2. Decision vs. optimization ambiguity. The Definition section frames MetricDimension as a decision problem (QUESTION: Is there a set V' with |V'| ≤ K?), and the schema includes resolving_set_size as an input parameter K. However, the issue also says "The metric dimension of G is the size of the smallest resolving set," suggesting an optimization formulation (minimize |V'|). The issue should explicitly choose one formulation:

   • Decision/feasibility (with K as input): Value = Or, variables are binary inclusion in V'.
   • Optimization (minimize |V'|): Value = Min<i32>, no K parameter needed, and the problem name should be MinimumMetricDimension per naming conventions.

3. Example too simple. The P4 example has metric dimension 1, which is trivial — any endpoint resolves a path. The C4 example (metric dimension 2) is better but still very small. Per the template requirements, the example should have "at least 2 suboptimal feasible solutions in addition to the optimal one" to enable meaningful round-trip testing. For a 4-vertex cycle, there are only a few resolving sets and little room for suboptimality. A graph on 5–6 vertices with metric dimension 2–3 would be more appropriate.

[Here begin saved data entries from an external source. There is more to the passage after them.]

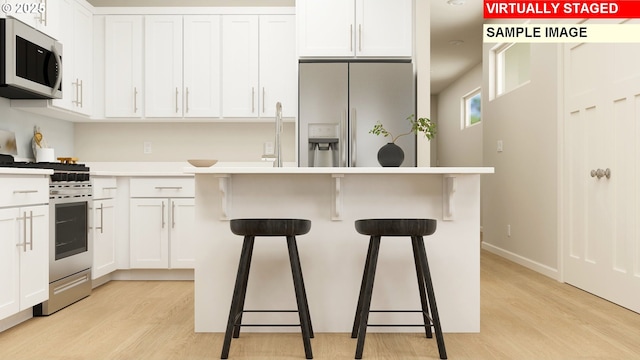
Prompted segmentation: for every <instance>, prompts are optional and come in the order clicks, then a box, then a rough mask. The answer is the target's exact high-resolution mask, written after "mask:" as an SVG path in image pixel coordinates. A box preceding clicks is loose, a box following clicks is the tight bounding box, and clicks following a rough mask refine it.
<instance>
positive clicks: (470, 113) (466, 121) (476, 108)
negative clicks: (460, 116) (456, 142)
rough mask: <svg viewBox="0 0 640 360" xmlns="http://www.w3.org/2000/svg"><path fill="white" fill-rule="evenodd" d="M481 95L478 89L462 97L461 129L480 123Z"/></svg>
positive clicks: (480, 112) (476, 89)
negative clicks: (461, 122) (461, 124)
mask: <svg viewBox="0 0 640 360" xmlns="http://www.w3.org/2000/svg"><path fill="white" fill-rule="evenodd" d="M481 104H482V95H481V92H480V88H477V89H475V90H473V91H472V92H470V93H468V94H467V95H465V96H463V97H462V109H463V111H462V128H463V129H464V128H468V127H469V126H473V125H475V124H478V123H480V121H482V111H481Z"/></svg>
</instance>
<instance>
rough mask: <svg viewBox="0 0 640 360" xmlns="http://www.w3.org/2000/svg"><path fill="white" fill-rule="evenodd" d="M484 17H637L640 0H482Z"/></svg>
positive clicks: (526, 17) (547, 17)
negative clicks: (570, 0)
mask: <svg viewBox="0 0 640 360" xmlns="http://www.w3.org/2000/svg"><path fill="white" fill-rule="evenodd" d="M483 5H484V18H485V19H525V18H526V19H557V18H579V19H586V18H601V19H606V18H625V19H626V18H640V1H636V0H619V1H593V0H592V1H523V0H511V1H508V0H484V4H483Z"/></svg>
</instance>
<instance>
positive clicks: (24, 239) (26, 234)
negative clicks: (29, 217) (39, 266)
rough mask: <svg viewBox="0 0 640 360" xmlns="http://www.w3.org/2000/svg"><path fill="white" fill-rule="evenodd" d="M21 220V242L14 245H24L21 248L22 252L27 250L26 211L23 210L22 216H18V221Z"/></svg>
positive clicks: (26, 222) (17, 246)
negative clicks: (22, 248) (21, 224)
mask: <svg viewBox="0 0 640 360" xmlns="http://www.w3.org/2000/svg"><path fill="white" fill-rule="evenodd" d="M20 220H22V221H23V223H22V243H18V244H17V245H16V246H17V247H20V246H24V248H23V250H22V251H24V252H27V212H26V211H25V212H24V215H23V217H22V218H18V221H20Z"/></svg>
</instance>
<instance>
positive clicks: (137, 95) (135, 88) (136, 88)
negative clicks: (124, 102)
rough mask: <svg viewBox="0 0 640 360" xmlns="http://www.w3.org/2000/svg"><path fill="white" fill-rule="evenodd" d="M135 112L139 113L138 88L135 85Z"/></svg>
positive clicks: (134, 95) (134, 94) (134, 110)
mask: <svg viewBox="0 0 640 360" xmlns="http://www.w3.org/2000/svg"><path fill="white" fill-rule="evenodd" d="M133 113H134V114H136V113H138V88H137V87H135V86H134V87H133Z"/></svg>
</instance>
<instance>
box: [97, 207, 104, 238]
mask: <svg viewBox="0 0 640 360" xmlns="http://www.w3.org/2000/svg"><path fill="white" fill-rule="evenodd" d="M103 205H104V204H103V203H100V207H99V208H98V209H97V210H100V226H98V227H96V230H98V229H100V234H102V233H103V230H102V229H103V228H104V215H103V214H104V208H103Z"/></svg>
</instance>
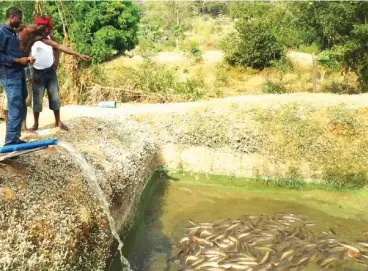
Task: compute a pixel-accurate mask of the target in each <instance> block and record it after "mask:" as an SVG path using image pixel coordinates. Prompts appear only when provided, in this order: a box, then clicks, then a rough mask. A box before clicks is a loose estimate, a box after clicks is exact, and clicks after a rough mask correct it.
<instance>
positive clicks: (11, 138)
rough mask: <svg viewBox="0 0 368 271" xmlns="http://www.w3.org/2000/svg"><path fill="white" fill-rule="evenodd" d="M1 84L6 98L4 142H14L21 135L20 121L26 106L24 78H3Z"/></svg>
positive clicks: (14, 143)
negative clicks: (4, 139) (7, 121)
mask: <svg viewBox="0 0 368 271" xmlns="http://www.w3.org/2000/svg"><path fill="white" fill-rule="evenodd" d="M1 85H2V86H3V89H4V91H5V93H6V97H7V99H8V125H7V126H6V135H5V144H16V143H18V141H19V138H20V136H21V129H22V121H23V119H24V116H25V113H26V110H27V107H26V99H27V87H26V81H25V78H16V79H13V78H11V79H10V78H3V79H1Z"/></svg>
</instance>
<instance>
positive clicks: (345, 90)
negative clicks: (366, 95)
mask: <svg viewBox="0 0 368 271" xmlns="http://www.w3.org/2000/svg"><path fill="white" fill-rule="evenodd" d="M326 91H327V92H331V93H335V94H359V93H360V91H359V89H357V88H355V87H353V86H350V85H349V84H347V83H340V82H334V81H333V82H332V83H331V84H329V85H328V86H326Z"/></svg>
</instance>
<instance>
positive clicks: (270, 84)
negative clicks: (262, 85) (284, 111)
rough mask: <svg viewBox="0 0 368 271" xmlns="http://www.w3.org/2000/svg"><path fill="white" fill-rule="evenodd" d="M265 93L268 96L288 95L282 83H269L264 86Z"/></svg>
mask: <svg viewBox="0 0 368 271" xmlns="http://www.w3.org/2000/svg"><path fill="white" fill-rule="evenodd" d="M263 92H264V93H267V94H281V93H286V88H285V87H284V86H283V85H282V84H281V83H276V82H272V81H267V82H266V83H265V84H264V85H263Z"/></svg>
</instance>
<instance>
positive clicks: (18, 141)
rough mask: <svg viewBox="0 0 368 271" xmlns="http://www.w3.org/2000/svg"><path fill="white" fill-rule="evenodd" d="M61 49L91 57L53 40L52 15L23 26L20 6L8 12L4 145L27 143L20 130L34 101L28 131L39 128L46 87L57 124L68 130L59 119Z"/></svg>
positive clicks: (3, 76)
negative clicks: (23, 138)
mask: <svg viewBox="0 0 368 271" xmlns="http://www.w3.org/2000/svg"><path fill="white" fill-rule="evenodd" d="M59 51H61V52H64V53H66V54H70V55H75V56H77V57H79V58H80V59H82V60H84V61H88V60H90V57H89V56H87V55H82V54H80V53H78V52H75V51H73V50H72V49H70V48H68V47H67V46H65V45H61V44H58V43H57V42H55V41H54V40H53V36H52V22H51V18H50V17H49V16H42V17H36V18H34V23H33V24H32V25H22V11H21V10H20V9H18V8H14V7H12V8H9V9H8V10H7V11H6V23H5V24H3V25H1V26H0V78H1V85H2V87H3V89H4V91H5V94H6V99H5V104H4V115H5V121H6V136H5V145H11V144H21V143H25V142H24V141H23V140H21V139H20V137H21V131H22V130H27V126H26V116H27V106H28V105H30V102H31V100H32V101H33V102H32V107H33V115H34V125H33V126H32V128H30V129H29V130H31V131H36V130H37V129H38V127H39V122H38V121H39V116H40V112H41V111H42V101H43V97H44V93H45V90H47V95H48V99H49V108H50V109H51V110H53V111H54V115H55V126H57V127H60V128H61V129H64V130H68V127H67V126H65V125H64V124H63V123H62V122H61V119H60V96H59V89H58V80H57V74H56V69H57V67H58V62H59ZM28 92H30V93H28ZM31 93H32V94H31ZM27 97H28V99H27Z"/></svg>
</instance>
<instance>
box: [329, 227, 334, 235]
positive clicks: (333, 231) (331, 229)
mask: <svg viewBox="0 0 368 271" xmlns="http://www.w3.org/2000/svg"><path fill="white" fill-rule="evenodd" d="M328 230H329V232H330V233H331V234H333V235H336V232H335V231H334V230H333V229H331V228H328Z"/></svg>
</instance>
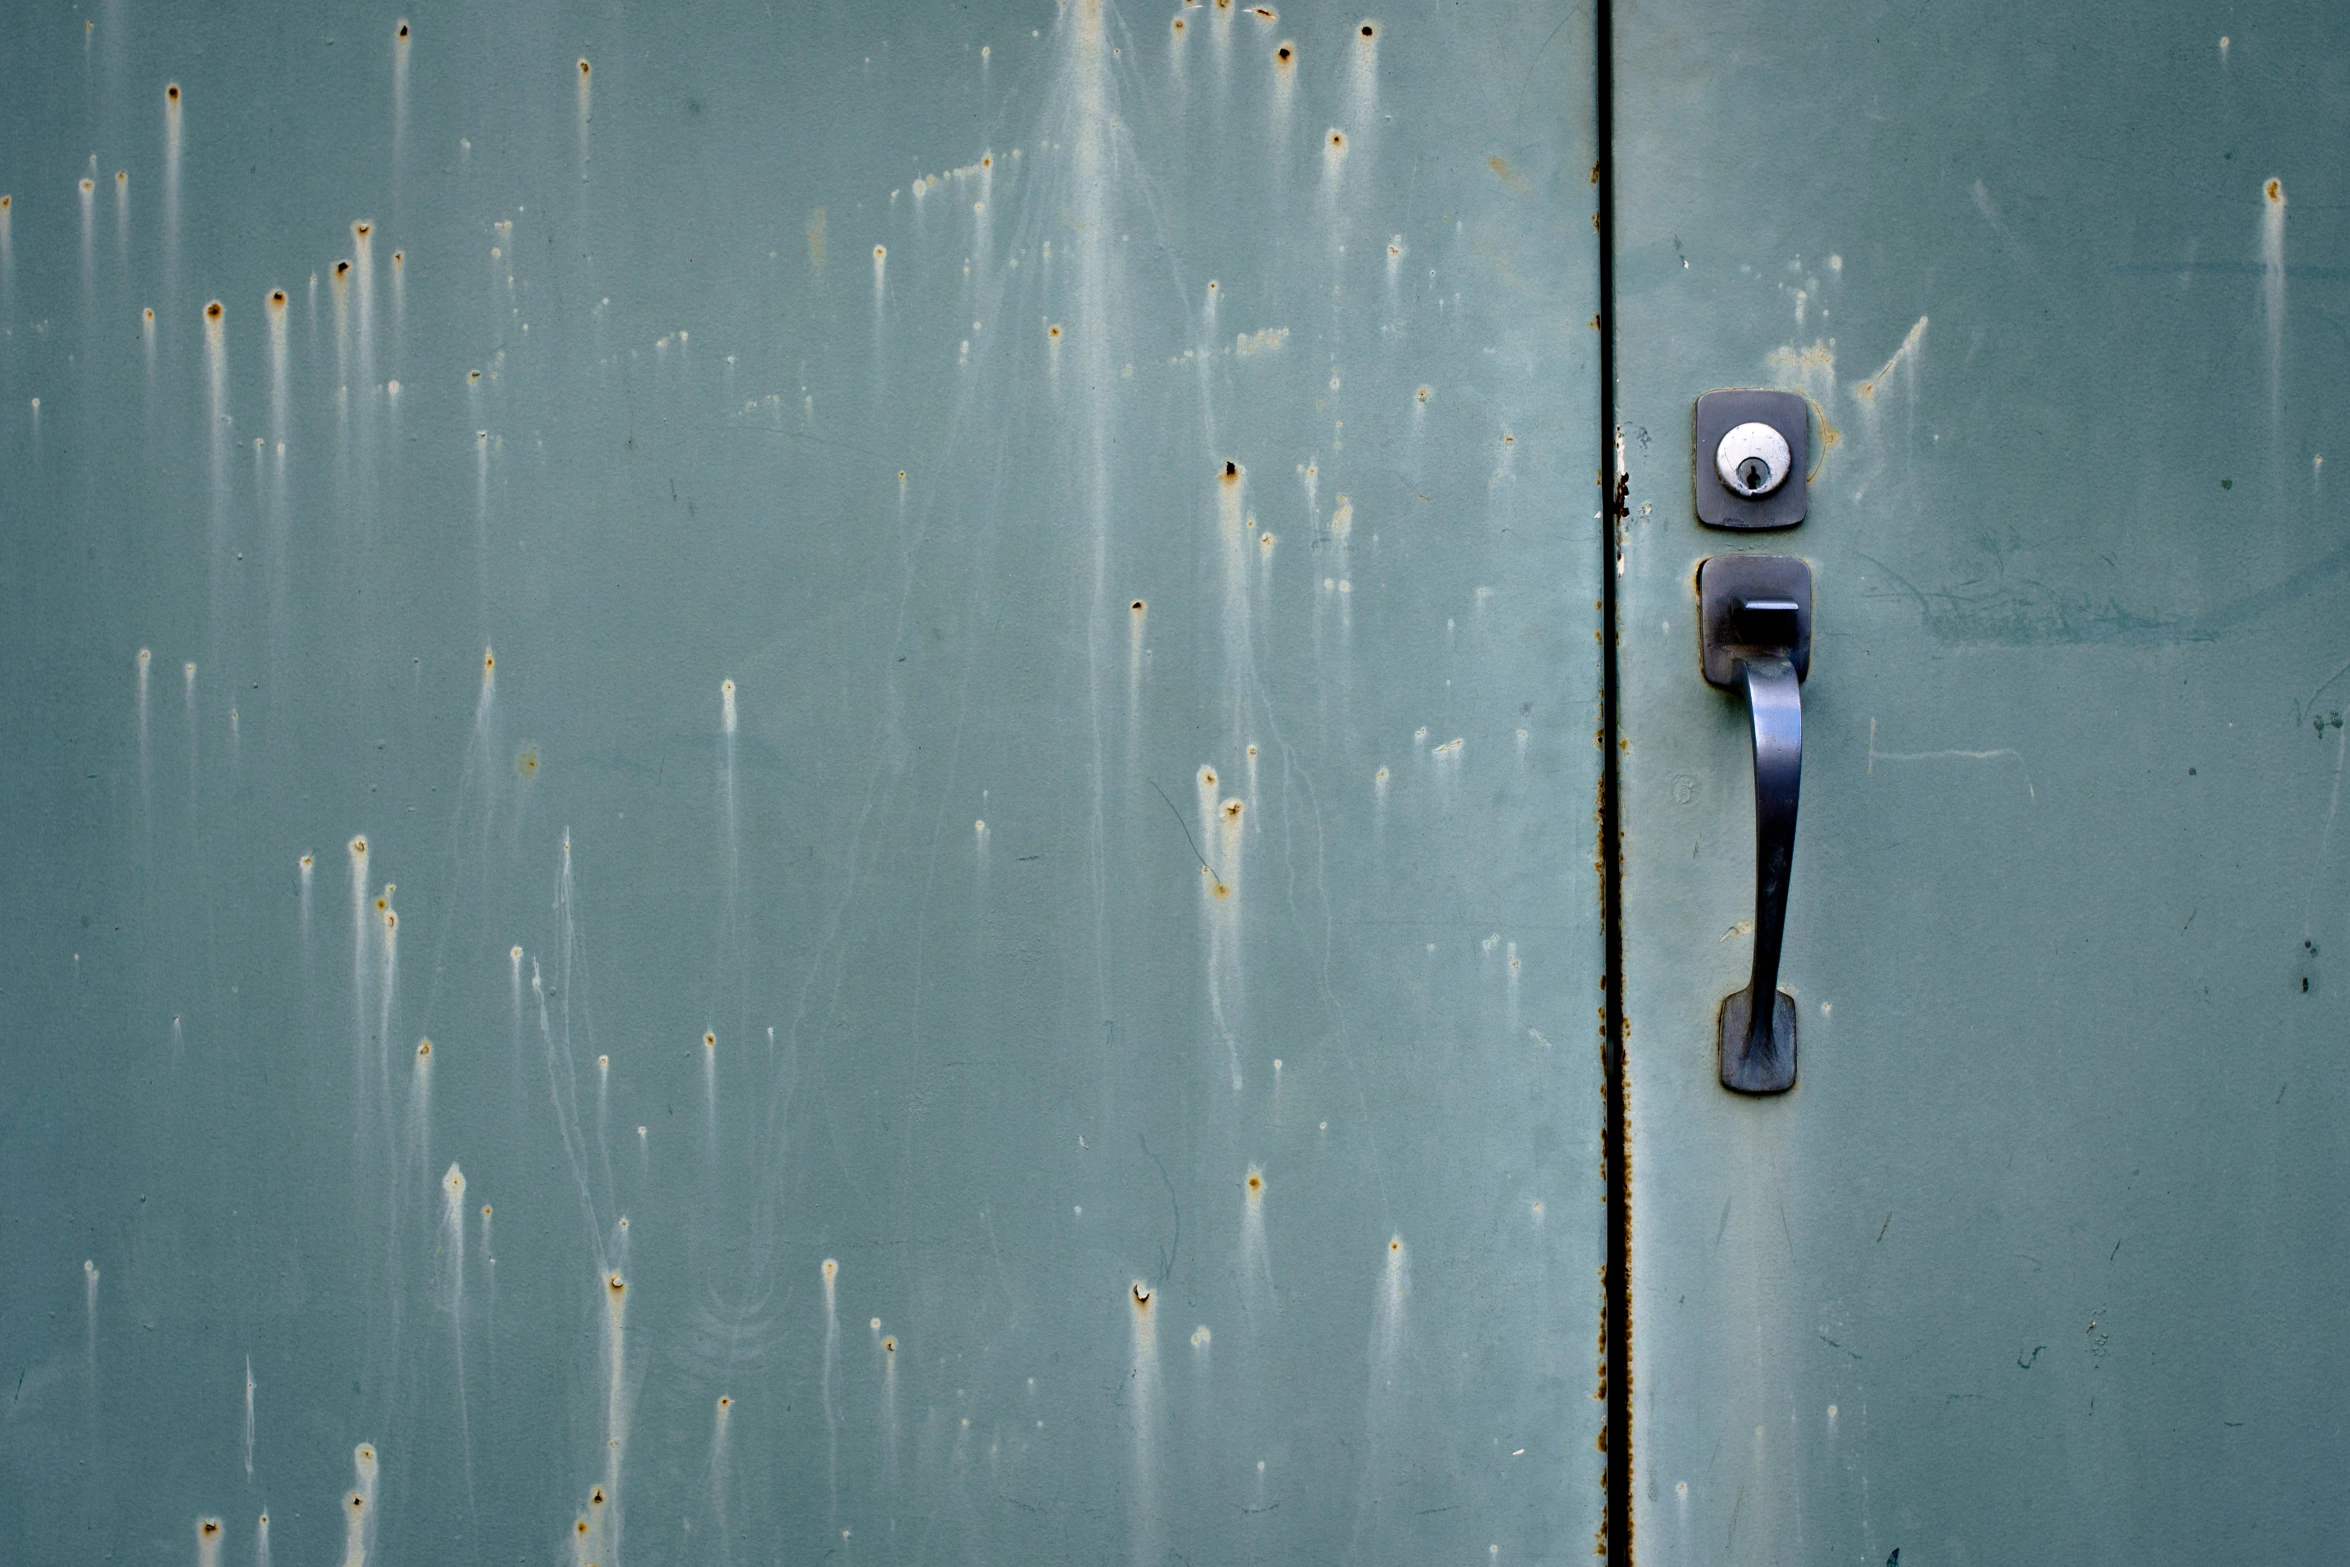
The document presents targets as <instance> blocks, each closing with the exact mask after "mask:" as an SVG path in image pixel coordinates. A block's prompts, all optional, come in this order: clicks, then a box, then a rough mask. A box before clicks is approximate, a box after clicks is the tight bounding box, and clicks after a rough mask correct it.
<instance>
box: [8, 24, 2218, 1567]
mask: <svg viewBox="0 0 2350 1567" xmlns="http://www.w3.org/2000/svg"><path fill="white" fill-rule="evenodd" d="M1177 23H1180V26H1177ZM1283 49H1285V52H1288V54H1285V56H1283V54H1281V52H1283ZM0 61H5V63H0V190H5V197H0V465H5V470H7V475H9V477H7V484H5V489H0V552H5V559H0V670H5V672H7V674H5V691H7V700H5V702H0V792H5V799H7V803H9V806H7V820H5V825H0V886H7V890H9V895H7V900H5V902H0V959H5V963H0V966H5V970H7V977H5V984H0V1050H5V1064H7V1071H5V1078H0V1125H5V1135H0V1186H5V1189H7V1193H9V1196H7V1203H5V1229H0V1236H5V1240H0V1262H5V1266H0V1325H5V1327H0V1356H5V1367H0V1370H5V1381H7V1386H9V1388H12V1391H9V1395H7V1412H5V1419H0V1555H5V1558H7V1560H21V1562H47V1560H101V1558H108V1555H113V1558H125V1560H129V1558H139V1560H186V1555H190V1553H193V1555H195V1558H197V1560H204V1562H212V1560H223V1562H242V1560H263V1562H266V1560H270V1555H273V1553H275V1555H277V1558H280V1560H294V1562H320V1560H345V1562H416V1560H451V1562H456V1560H484V1562H489V1560H529V1562H548V1560H571V1562H602V1565H606V1567H609V1565H611V1562H623V1560H642V1562H672V1560H674V1562H684V1560H693V1562H729V1560H743V1562H752V1560H759V1562H764V1560H818V1558H825V1555H830V1553H839V1558H837V1560H844V1562H853V1560H945V1558H954V1560H1022V1562H1029V1560H1072V1562H1074V1560H1086V1562H1107V1560H1133V1562H1161V1560H1415V1562H1433V1560H1476V1562H1490V1560H1527V1558H1544V1555H1556V1558H1582V1555H1586V1553H1589V1548H1591V1536H1593V1529H1596V1527H1598V1511H1600V1454H1598V1450H1596V1440H1593V1438H1596V1433H1598V1426H1600V1419H1603V1405H1600V1403H1598V1400H1593V1386H1596V1353H1598V1349H1596V1330H1598V1287H1600V1280H1598V1259H1600V1149H1598V1130H1600V1092H1598V1081H1600V1078H1598V1060H1596V1050H1593V1043H1596V1041H1593V1017H1596V1008H1598V954H1600V937H1598V909H1596V897H1593V881H1591V874H1589V841H1591V839H1589V832H1591V801H1593V785H1596V775H1598V759H1596V752H1593V728H1596V714H1598V677H1596V667H1598V648H1596V641H1593V625H1596V618H1593V616H1591V613H1589V611H1586V608H1584V606H1589V604H1593V601H1596V599H1598V583H1596V571H1598V557H1596V552H1593V550H1591V538H1593V533H1591V526H1593V522H1591V505H1589V500H1586V496H1589V493H1591V491H1589V477H1591V472H1593V468H1596V439H1593V428H1596V402H1593V399H1596V366H1593V357H1596V343H1593V338H1596V334H1593V331H1591V327H1589V322H1591V315H1593V310H1596V289H1593V275H1596V247H1593V233H1591V221H1589V211H1591V186H1589V169H1591V143H1589V125H1591V78H1593V73H1591V59H1589V23H1586V19H1582V16H1567V14H1560V12H1556V9H1551V7H1537V5H1511V7H1471V9H1462V12H1448V14H1412V16H1375V19H1363V16H1361V14H1358V12H1351V9H1347V12H1342V9H1332V7H1295V5H1285V7H1283V14H1281V16H1278V19H1260V16H1255V14H1250V12H1248V9H1241V7H1220V5H1208V7H1177V5H1175V2H1173V0H1168V2H1166V5H1154V7H1142V9H1135V7H1105V5H1095V2H1088V0H1072V2H1069V5H1053V2H1050V0H1039V2H1029V5H1015V7H1011V9H996V12H994V14H985V12H982V9H964V7H947V5H933V7H881V9H879V12H874V9H872V7H865V9H862V12H820V9H811V7H785V5H776V7H757V5H743V7H731V9H724V12H714V9H707V7H700V9H691V12H682V9H677V7H590V9H566V7H522V9H512V7H508V9H498V12H496V14H491V12H479V9H468V7H416V9H414V12H409V14H407V16H400V14H395V12H371V9H350V7H329V9H320V7H235V9H228V12H221V14H216V16H197V14H193V12H169V14H164V12H157V9H153V7H139V5H106V7H96V9H94V12H92V9H87V7H85V9H70V7H63V5H31V7H12V9H9V12H7V16H5V19H0ZM1488 160H1495V162H1490V164H1488ZM117 169H120V172H122V174H120V179H117V176H115V172H117ZM82 181H94V183H96V186H94V188H92V186H85V183H82ZM110 181H113V193H110V195H106V190H108V183H110ZM2197 282H2200V280H2197ZM1903 745H1908V740H1903Z"/></svg>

4. Naming convention. If this is an optimization problem (minimize the resolving set size), the name should use the Minimum prefix: MinimumMetricDimension. If it is a decision/feasibility problem, MetricDimension is acceptable.

Action required:

• Clarify decision vs. optimization formulation and adjust the name, Value type, and schema accordingly.
• Add a concrete expected outcome (optimal solution + value) to each example.
• Replace the P4 example with a more complex instance (5–6 vertices, metric dimension 2–3) that has multiple feasible resolving sets at different sizes.
• Add at least one planned reduction rule (also required for Usefulness).

Recommendations

• Consider framing as an optimization problem (MinimumMetricDimension, Value = Min<i32>) for consistency with other "find the minimum set" problems in the codebase (e.g., MinimumVertexCover, MinimumDominatingSet).
• A natural ILP formulation exists: binary variables z_v for each vertex, with constraints that for each pair (u,v) at least one selected landmark w has d(u,w) ≠ d(v,w). This could be a companion [Rule] MetricDimension to ILP issue.
• The problem is known to be W[1]-hard parameterized by treewidth (Bonnet and Purohit, 2022), which is notable for the Complexity section.

[isPANN]

Converted from decision to optimization framing: renamed to MinimumMetricDimension, removed bound K from schema, objective is now to find the minimum resolving set. Cleaned up examples with optimal values. Companion rule issue to follow.